Thursday, November 17, 2011

New Thought

The “New Thought” movement is actually over 150 years old. That’s the trouble with naming a movement. But this one is not about any particular set of thoughts that were once described as new, it has something to do with pointing your mind in new directions. Things like this used to fascinate me. I can see how, at the time they were developed, they might have seemed like a viable alternative to scientific thought that was just developing and sometimes failing. Since then, it has had to be repackaged and renamed to avoid criticism.

The forgotten name behind much of the thought of New Thought is Phineas Quimby.

Using his ideas of mind over matter, he treated Mary Baker Eddy, who went on to found Christian Science that is still going strong and still publishes the respected news magazine, the Christian Science Monitor. More recently, Norman Vincent Peale used some of the doctrine, mixed with Christianity and the psychology of Freud and Jung.

Since then it has crept back into popular use as a form of Christianity called “prosperity gospel”, often found in suburban mega-churches. Estimates of 17% of Christians believe in these ideas. The idea is that Christ wants to give you health and wealth, you just need to believe in him, and of course give 10% of what you have to your church. If that doesn’t suit you, there are books like “The Secret” or other “Law of Attraction” programs. You can find this idea of suspending reason and directing reality using your own thoughts mixed in with Buddhism, quantum physics or Mayan prophecies.

When trying to tease this apart, you can find some things that seem to map onto personal experience and seem to have merit and they kinda do. People do get stuck in ruts based on their thinking. You can read what Southern plantation owners said about their slaves, about how lazy they were, how they appeared to have no ambition, no self-motivation and it was only the whippings that got them to do anything. Even if you talked to one of those slaves, you would have trouble knowing how much of that is true. After years of conditioning, being told you are lazy, given no opportunities to better yourself, people will come to think of themselves as worthless.

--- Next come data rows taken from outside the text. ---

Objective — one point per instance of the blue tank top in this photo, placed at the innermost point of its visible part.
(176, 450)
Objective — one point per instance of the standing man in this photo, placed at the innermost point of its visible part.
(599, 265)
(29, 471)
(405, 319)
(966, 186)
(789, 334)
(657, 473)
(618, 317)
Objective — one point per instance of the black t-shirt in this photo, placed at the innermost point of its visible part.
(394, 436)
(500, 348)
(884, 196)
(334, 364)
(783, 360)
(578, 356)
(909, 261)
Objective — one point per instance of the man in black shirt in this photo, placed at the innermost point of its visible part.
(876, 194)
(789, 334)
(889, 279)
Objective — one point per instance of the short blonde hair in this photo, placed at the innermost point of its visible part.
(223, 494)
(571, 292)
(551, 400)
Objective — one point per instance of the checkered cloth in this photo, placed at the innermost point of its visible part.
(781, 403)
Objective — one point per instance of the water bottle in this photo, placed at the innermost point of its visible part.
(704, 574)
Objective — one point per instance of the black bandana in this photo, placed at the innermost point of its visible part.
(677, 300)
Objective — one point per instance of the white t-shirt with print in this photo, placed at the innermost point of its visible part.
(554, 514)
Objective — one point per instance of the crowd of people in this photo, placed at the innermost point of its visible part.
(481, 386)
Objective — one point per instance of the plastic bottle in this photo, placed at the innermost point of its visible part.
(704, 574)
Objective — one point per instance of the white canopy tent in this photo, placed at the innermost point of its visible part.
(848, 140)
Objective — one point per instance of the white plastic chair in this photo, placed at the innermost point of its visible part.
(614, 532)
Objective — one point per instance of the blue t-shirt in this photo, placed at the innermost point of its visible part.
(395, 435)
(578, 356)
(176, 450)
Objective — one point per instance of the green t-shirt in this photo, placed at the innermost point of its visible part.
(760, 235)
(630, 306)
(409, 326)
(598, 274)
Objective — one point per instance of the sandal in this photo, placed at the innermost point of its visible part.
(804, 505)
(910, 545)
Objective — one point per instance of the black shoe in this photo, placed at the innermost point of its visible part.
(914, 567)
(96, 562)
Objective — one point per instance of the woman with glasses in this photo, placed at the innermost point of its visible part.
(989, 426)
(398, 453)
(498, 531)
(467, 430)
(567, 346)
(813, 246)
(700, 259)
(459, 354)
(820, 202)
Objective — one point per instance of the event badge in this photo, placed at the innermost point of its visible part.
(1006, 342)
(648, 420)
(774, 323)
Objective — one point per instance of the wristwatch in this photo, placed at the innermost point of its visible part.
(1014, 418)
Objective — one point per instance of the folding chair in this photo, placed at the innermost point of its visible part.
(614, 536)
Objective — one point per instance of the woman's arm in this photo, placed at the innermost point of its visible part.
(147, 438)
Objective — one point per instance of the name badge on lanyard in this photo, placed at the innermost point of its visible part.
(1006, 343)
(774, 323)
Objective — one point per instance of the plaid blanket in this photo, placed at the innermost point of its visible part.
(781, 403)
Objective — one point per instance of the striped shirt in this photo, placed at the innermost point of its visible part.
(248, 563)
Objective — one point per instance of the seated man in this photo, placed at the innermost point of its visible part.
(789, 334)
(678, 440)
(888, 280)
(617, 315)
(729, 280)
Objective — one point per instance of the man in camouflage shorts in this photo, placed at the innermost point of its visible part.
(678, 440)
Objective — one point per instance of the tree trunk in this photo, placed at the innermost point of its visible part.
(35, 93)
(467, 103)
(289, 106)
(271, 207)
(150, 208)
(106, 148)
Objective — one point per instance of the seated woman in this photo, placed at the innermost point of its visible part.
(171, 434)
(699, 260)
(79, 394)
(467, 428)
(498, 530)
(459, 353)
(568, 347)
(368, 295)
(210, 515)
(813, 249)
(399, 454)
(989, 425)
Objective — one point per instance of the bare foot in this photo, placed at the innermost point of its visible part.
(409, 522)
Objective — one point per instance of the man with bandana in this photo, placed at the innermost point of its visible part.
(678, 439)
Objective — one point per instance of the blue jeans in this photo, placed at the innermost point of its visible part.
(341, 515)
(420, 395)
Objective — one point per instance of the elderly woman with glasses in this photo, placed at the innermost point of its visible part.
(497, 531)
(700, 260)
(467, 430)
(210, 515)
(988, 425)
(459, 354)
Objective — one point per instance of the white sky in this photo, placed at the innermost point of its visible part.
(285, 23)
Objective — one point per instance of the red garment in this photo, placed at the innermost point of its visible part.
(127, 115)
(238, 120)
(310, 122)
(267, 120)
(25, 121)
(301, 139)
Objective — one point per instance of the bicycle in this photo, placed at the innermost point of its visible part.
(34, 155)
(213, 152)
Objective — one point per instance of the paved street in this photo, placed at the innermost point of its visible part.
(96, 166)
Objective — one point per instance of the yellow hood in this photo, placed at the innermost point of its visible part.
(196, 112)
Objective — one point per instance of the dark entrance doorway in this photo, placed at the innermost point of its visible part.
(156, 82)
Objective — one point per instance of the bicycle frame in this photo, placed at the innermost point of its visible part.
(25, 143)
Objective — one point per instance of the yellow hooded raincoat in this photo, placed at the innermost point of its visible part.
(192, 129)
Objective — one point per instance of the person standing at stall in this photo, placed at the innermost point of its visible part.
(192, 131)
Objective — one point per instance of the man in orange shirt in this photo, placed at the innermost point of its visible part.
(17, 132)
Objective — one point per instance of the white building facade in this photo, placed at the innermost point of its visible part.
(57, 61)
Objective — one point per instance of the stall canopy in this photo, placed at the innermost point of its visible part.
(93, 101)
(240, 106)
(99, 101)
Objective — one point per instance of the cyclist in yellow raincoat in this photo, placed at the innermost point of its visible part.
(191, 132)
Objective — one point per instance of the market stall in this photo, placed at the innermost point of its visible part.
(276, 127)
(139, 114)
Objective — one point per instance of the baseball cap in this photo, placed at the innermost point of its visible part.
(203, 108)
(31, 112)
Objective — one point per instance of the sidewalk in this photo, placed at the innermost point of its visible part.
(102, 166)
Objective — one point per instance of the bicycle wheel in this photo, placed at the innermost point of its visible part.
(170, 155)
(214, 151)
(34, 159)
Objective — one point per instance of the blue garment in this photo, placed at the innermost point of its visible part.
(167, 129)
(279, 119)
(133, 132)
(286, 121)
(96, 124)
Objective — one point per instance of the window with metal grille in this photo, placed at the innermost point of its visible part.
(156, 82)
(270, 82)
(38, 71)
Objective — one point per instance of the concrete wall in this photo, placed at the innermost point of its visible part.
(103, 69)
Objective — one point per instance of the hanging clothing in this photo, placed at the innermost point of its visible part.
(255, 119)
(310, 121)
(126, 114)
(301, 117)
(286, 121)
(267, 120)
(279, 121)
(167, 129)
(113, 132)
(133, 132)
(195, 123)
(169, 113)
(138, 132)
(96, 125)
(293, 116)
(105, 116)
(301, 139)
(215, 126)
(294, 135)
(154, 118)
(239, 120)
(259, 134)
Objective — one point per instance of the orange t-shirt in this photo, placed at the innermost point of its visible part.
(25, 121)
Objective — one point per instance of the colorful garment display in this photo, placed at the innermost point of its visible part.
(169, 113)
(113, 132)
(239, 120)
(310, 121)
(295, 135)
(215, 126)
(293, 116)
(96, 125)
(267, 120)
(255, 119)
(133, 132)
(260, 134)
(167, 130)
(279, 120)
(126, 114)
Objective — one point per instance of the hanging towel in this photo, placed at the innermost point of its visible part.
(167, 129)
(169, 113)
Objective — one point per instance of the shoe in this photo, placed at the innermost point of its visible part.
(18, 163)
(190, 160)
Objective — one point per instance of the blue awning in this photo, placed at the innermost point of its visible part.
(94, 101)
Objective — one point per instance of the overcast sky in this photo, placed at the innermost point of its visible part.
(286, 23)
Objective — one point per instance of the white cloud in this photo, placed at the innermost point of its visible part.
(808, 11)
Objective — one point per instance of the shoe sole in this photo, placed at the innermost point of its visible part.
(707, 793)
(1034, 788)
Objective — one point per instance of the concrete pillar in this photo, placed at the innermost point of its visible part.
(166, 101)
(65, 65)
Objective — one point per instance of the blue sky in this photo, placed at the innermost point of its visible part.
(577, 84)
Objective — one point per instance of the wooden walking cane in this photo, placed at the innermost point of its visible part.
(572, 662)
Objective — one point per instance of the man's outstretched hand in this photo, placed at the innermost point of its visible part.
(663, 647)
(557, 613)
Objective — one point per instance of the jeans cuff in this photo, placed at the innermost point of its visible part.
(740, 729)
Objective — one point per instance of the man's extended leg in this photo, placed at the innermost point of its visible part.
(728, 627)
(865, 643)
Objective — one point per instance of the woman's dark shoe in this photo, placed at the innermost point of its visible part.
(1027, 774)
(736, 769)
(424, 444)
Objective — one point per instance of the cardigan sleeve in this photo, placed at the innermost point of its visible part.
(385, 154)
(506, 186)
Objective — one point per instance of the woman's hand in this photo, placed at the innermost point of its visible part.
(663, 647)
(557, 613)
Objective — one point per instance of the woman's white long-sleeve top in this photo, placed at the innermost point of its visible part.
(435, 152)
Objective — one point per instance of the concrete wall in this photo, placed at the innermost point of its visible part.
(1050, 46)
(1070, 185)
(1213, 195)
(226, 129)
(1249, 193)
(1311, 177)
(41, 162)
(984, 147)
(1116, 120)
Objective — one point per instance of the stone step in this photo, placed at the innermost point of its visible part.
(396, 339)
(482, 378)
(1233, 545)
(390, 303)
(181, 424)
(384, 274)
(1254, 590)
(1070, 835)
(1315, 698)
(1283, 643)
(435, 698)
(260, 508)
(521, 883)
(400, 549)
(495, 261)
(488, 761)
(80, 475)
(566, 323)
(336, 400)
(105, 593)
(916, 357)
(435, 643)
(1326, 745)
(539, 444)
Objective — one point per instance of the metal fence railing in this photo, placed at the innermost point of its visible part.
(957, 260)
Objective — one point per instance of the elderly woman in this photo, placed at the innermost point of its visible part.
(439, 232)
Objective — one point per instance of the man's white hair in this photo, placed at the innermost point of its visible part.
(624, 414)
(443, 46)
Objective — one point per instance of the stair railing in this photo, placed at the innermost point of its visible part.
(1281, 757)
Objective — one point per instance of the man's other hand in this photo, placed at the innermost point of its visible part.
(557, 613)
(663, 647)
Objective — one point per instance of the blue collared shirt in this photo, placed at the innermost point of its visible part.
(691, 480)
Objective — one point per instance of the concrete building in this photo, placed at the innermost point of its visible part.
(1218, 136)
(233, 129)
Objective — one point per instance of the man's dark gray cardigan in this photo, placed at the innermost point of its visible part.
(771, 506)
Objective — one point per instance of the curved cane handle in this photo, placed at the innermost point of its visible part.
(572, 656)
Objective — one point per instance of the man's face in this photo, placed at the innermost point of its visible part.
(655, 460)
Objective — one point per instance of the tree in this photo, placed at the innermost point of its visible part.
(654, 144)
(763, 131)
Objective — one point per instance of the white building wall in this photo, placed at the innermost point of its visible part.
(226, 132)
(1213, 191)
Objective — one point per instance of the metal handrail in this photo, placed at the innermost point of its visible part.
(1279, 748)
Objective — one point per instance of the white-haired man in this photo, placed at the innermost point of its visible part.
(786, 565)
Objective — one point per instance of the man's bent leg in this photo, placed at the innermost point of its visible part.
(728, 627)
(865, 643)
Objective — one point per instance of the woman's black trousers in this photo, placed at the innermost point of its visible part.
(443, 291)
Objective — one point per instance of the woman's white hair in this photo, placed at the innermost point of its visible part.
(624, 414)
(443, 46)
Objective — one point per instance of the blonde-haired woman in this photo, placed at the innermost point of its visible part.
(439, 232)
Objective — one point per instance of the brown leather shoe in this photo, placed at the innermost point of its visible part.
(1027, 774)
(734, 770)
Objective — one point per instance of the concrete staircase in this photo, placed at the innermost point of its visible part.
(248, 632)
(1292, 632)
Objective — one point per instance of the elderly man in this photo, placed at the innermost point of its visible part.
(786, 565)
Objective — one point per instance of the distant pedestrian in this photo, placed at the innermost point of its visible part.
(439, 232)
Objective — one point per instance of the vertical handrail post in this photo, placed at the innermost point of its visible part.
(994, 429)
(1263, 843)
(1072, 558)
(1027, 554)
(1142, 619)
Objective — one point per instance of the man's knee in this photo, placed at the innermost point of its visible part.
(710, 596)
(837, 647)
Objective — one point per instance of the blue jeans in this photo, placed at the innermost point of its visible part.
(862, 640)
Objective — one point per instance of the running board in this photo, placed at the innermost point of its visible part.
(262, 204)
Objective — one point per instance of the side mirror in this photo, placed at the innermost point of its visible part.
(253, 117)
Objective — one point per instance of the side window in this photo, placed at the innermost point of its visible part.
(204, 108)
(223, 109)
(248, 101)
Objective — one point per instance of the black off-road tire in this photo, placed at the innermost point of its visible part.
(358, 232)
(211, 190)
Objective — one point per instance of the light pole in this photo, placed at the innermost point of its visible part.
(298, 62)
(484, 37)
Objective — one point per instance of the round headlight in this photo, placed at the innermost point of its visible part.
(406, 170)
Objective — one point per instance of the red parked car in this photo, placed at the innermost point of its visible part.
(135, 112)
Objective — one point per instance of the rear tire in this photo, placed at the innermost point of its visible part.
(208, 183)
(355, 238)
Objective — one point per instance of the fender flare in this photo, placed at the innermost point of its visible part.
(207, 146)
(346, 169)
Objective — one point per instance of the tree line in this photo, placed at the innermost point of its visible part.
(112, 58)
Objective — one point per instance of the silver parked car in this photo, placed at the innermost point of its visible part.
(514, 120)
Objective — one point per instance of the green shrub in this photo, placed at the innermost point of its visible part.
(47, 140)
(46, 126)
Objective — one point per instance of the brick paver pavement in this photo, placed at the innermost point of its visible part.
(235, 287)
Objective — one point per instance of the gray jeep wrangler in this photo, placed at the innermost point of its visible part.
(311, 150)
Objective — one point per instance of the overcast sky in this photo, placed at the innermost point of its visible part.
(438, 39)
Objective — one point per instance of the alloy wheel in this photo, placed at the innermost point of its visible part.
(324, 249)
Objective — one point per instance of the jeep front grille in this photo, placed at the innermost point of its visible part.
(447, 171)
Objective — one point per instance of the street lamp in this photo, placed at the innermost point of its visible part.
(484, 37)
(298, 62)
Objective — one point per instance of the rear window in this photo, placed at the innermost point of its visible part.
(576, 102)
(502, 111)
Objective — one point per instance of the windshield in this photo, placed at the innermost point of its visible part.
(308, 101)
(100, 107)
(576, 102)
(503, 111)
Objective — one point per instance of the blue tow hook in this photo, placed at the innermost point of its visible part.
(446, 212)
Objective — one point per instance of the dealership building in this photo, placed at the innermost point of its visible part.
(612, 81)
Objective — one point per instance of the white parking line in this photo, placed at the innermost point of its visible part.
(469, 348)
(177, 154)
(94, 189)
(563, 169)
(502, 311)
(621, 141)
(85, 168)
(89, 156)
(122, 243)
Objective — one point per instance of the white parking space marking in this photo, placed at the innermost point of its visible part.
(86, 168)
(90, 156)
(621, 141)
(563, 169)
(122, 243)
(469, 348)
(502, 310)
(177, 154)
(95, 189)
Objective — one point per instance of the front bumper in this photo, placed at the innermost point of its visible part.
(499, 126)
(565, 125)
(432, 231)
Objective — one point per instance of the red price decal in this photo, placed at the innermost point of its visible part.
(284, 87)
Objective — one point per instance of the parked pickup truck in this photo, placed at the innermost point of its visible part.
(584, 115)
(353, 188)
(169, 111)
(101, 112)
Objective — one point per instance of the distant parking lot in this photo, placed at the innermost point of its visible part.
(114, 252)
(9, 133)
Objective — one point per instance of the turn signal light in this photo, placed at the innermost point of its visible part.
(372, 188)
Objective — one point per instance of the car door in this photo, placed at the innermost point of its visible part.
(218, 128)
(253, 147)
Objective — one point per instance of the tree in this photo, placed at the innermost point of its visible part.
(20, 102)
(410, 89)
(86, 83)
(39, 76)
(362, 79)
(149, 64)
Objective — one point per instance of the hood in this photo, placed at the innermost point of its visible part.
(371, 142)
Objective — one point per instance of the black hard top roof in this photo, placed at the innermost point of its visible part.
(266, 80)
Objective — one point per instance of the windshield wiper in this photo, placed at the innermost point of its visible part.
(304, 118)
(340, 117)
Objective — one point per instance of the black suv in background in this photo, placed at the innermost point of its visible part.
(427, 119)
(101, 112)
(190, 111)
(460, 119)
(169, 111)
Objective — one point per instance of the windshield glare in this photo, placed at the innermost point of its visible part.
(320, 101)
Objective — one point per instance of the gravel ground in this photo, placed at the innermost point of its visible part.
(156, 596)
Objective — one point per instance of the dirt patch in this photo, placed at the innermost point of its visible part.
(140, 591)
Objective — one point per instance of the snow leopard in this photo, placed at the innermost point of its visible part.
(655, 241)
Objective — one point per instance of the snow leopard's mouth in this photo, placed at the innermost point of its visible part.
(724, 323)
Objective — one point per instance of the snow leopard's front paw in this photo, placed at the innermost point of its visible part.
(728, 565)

The slave system relied on this.

Slaves had to maintain the dual thinking required to see themselves as free human beings and still act subservient for the master to avoid punishment. Some of them were not able to do that. But how that affected their actions does not prove that our thoughts can change reality. Attempting to act on those thoughts of freedom led to death for many or the loss of a foot or a hand. It took efforts by slaves and people who could choose to own slaves or not to finally end slavery. Sometimes your circumstances really do suck and there is not much you can do about it.

Further evidence of this can be seen in the behavior of American slaves when they were declared free near the end of the Civil War. They immediately began to educate their children, fight for getting land that they had worked and to run for Congress. Reports of the “Sambo” mentality have since been shown to be greatly exaggerated. It took years of political maneuvering and terrorism by the Ku Klux Klan to restore the power relationship of whites over blacks.

Stopping your thinking is not the answer. That is more along the lines of what Quimby was suggesting. I’m suggesting that a lot of thought has been done about what “thought” is over the last 200 years and we can benefit from it. We have moved far beyond these philosophies and to continue to treat them as if they are useful puts us into the same kind of rut that they claim to be rescuing us from.

Any of these systems, Christian, New Age or otherwise, whether claiming divine intervention or that they are based on the thoughts of ancient philosophers, ultimately rely on making a leap from an effect to claiming their system is the cause. If the desired effect is not achieved the reason given is that the individual did not use the system properly. And that’s putting it nicely. Phrases that are spoken with an intention of being helpful have the opposite affect. Phrases like “you need to have more faith”, or “you just have to want it bad enough” or “buy my latest book”.

Thanks to the guys at Reasonable Doubts for the inspiration for this week’s blog and to Howard Zinn for some help with history.